Bobcat Buzz: Appreciating new meal point options

Riley Millette, Sports Editor

I know it’s a community activity to blast the decisions of Quinnipiac University officials. Trust me, I do it too. But the school deserves credit where it’s due.

Since students have been sent home multiple times since the start of the COVID-19 pandemic, they’ve built up an abundance of meal points. I remember thinking last spring that I wouldn’t be able to use the over $2,000 worth of meal points that I had stored away. But the school has made a considerable effort to see to it that this doesn’t happen.

Illustration by Connor Lawless

Food trucks have made an appearance almost every day for the past couple weeks, which now accepts meal points instead of QCash — a separate debit account from students’ meal plan. Tons of non-food items have been strewn across the cafeteria, also available to purchase via meal points.

The school made it clear more than once that leftover meal points at the end of the spring semester would not be refunded. I worried that all the money that we spent on food during the last three semesters would be up in smoke.
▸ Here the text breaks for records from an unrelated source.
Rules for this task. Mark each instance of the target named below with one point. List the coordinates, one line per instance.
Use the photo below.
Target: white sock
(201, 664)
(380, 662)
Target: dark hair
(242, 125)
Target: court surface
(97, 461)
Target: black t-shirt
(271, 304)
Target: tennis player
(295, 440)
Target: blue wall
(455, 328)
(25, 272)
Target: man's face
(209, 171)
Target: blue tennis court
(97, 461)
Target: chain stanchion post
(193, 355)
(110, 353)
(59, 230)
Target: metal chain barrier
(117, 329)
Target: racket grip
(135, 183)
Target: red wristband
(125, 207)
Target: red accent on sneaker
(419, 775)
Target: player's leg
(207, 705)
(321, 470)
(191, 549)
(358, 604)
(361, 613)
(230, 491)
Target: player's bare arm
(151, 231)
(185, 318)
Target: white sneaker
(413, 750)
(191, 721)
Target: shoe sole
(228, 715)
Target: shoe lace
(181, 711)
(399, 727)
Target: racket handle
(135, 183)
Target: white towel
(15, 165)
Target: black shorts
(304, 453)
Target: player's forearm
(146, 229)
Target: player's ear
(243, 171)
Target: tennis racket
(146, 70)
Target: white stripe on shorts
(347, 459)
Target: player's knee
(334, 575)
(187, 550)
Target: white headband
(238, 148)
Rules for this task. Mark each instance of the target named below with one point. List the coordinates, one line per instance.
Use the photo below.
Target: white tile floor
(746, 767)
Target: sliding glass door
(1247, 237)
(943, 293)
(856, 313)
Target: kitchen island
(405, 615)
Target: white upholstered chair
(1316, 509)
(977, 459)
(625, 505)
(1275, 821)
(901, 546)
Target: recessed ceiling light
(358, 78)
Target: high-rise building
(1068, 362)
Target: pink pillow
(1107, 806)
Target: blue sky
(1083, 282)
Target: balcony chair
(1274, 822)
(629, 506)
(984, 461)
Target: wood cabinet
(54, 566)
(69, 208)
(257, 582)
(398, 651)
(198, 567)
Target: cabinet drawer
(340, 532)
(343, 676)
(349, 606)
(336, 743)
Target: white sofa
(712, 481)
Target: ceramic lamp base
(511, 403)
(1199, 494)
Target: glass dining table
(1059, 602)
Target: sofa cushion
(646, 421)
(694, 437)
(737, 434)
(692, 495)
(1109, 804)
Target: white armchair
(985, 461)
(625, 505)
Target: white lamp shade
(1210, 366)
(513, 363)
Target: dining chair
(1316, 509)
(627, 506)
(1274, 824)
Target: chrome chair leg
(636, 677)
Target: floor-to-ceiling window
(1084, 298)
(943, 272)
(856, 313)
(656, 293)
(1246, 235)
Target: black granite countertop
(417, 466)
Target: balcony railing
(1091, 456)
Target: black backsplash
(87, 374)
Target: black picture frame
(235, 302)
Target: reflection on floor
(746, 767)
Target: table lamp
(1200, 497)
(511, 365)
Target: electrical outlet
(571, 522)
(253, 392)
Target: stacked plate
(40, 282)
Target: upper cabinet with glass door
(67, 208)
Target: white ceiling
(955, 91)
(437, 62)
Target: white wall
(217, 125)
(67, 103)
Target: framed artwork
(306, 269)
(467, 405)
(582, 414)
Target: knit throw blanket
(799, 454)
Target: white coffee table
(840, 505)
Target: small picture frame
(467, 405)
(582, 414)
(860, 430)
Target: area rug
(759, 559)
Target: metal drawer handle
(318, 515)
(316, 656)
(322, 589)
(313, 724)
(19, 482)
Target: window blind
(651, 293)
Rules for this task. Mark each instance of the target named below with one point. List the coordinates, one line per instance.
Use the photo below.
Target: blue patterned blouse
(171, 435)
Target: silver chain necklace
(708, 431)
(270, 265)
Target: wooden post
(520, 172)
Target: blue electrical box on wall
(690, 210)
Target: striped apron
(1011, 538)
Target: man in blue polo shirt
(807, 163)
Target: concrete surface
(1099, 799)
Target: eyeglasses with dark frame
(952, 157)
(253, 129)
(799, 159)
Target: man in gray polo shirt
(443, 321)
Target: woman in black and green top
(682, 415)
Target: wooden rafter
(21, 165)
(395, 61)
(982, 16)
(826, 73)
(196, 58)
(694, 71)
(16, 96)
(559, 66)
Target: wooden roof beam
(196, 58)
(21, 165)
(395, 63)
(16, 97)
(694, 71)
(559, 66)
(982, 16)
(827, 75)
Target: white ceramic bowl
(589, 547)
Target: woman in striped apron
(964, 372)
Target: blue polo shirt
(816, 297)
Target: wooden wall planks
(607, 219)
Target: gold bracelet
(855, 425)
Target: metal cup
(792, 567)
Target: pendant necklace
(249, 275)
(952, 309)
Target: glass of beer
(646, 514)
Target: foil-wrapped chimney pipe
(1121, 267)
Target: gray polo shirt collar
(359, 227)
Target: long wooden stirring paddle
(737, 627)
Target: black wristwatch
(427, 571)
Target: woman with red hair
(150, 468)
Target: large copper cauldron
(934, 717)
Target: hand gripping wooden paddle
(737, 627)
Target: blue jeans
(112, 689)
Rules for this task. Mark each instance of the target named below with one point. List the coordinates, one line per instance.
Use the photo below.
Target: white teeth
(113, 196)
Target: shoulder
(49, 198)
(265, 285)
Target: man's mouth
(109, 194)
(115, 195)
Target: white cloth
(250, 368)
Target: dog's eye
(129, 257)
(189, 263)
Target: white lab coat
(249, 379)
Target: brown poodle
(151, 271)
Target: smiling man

And while the school can’t refund the money, it’s going out of its way to give students a creative way to use their meal points and also be able to use them on things other than food. A recent email sent by the Dining Advisory Board mentioned that house plants would be for sale in exchange for meal points.

Quinnipiac could just as easily let us continue to buy cases of Gatorade over and over until our money ran out. But it saw a need for its students and fulfilled that need, not to mention helping local businesses by inviting their food trucks to campus.

I reiterate that the school has plenty to be criticized for, but if we rip it apart for every bad thing it does, we should praise it for its good deeds.

Bobcat Buzz is a new column covering Quinnipiac’s smaller but important topics.